The Durant Democrat
- Type: Weekly newspaper
- Format: Broadsheet
- Owner: Wesner Publications Company
- Publisher: Larry Miller
- Managing editor: Matt Swearingen
- Founded: 1901 (1910 under present name)
- Headquarters: 200 West Beech Street Durant, Oklahoma 74701 United States
- Circulation: 7,000 Daily
- ISSN: 2996-5012
- OCLC number: 23715706
- Website: durantdemocrat.com

= Durant Democrat =

Weekly newspaper in Durant, Oklahoma, serving Bryan County

The Durant Democrat is a weekly newspaper located in the city of Durant, Oklahoma. The Durant Daily Democrat serves all of Bryan County and parts of other South Central Oklahoma counties. The Circulation is 7,000 Daily

==History==
For over a century, The Durant Daily Democrat has served the people of Durant and Bryan County as their major source of news, as well as a guide for shoppers through advertising of local merchants.

It is a survivor of nearly 50 newspapers published at one time or another in what is now Bryan County. Most were born - and died - shortly before or after 1900.

The Democrat traces its heritage back to 1901, when R. H. Glenn and Lewis Paullin, already publishers of the Durant Times, bought the Durant Eagle. They changed the name to the Durant Weekly News and started the Durant Daily News.

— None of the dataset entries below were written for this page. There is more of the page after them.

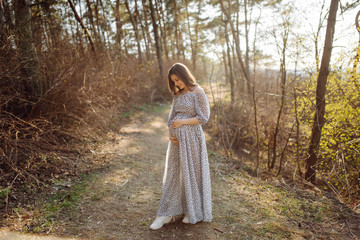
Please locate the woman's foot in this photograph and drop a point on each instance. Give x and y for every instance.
(186, 219)
(159, 222)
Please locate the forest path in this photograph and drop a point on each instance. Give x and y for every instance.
(120, 200)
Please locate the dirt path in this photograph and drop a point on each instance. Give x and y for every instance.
(120, 200)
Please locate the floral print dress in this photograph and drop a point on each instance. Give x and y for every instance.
(186, 184)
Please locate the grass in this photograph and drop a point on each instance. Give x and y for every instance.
(65, 198)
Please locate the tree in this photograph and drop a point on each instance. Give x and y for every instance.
(87, 33)
(157, 42)
(134, 19)
(319, 119)
(29, 63)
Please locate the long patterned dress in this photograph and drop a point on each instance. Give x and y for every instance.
(186, 184)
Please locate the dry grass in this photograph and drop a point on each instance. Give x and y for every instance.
(83, 98)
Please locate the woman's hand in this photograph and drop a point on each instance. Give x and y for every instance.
(174, 140)
(177, 123)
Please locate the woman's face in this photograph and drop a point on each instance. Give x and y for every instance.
(178, 82)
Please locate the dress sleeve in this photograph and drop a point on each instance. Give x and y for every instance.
(202, 108)
(172, 112)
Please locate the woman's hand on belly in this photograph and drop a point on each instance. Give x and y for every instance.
(174, 140)
(177, 123)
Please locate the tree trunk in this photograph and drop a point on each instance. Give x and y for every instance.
(231, 75)
(177, 40)
(134, 23)
(77, 17)
(283, 92)
(29, 62)
(237, 46)
(157, 44)
(356, 60)
(319, 119)
(196, 44)
(163, 27)
(91, 18)
(147, 33)
(119, 31)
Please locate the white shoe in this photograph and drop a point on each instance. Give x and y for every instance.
(159, 222)
(186, 219)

In the spring of 1909, two young men came to Durant to enter the newspaper business: R. F. (Bob) Story of Mineral Wells, Texas, and Walter Archibald, of Marietta, Oklahoma. The following year they purchased the Durant Daily News and changed the name to the Durant Daily Democrat. The first issue under the new - and present - name was dated June 1, 1910. Their association continued through the years, ending with Archibald's death in 1940.

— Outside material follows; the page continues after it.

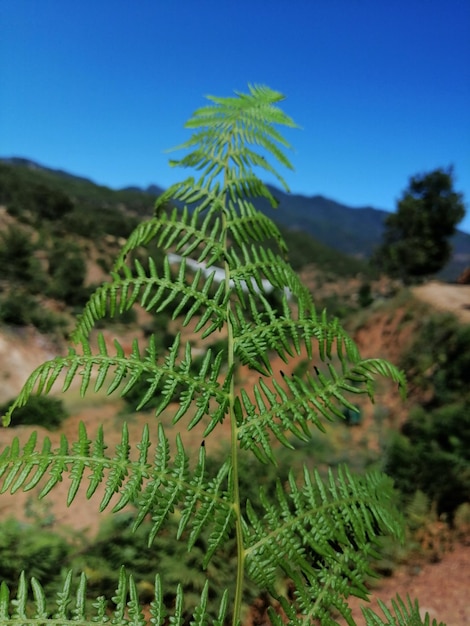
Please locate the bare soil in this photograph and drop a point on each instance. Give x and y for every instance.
(442, 587)
(452, 298)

In 1941, Story and his son, Bennett, bought Archibald's interest.

In 1957, they sold the newspaper and the radio station they had started in 1946 to the newly formed Durant Publishing Broadcasting Co., with brothers Robert H. Peterson and Richard P. Peterson as co-publishers. Other stockholders were their parents, Robert V. Peterson, a veteran Oklahoma newspaperman and a professor of journalism at the University of Oklahoma, and his wife, Berdena.

The new corporation continued in business at 127 North Third, long familiar as the "newspaper corner" in Durant, for 10 years. In 1967, it moved to a new building, at 200 W. Beech. As the Story era had ended, so did the Peterson years with the unexpected death of Dick Peterson in May 1981.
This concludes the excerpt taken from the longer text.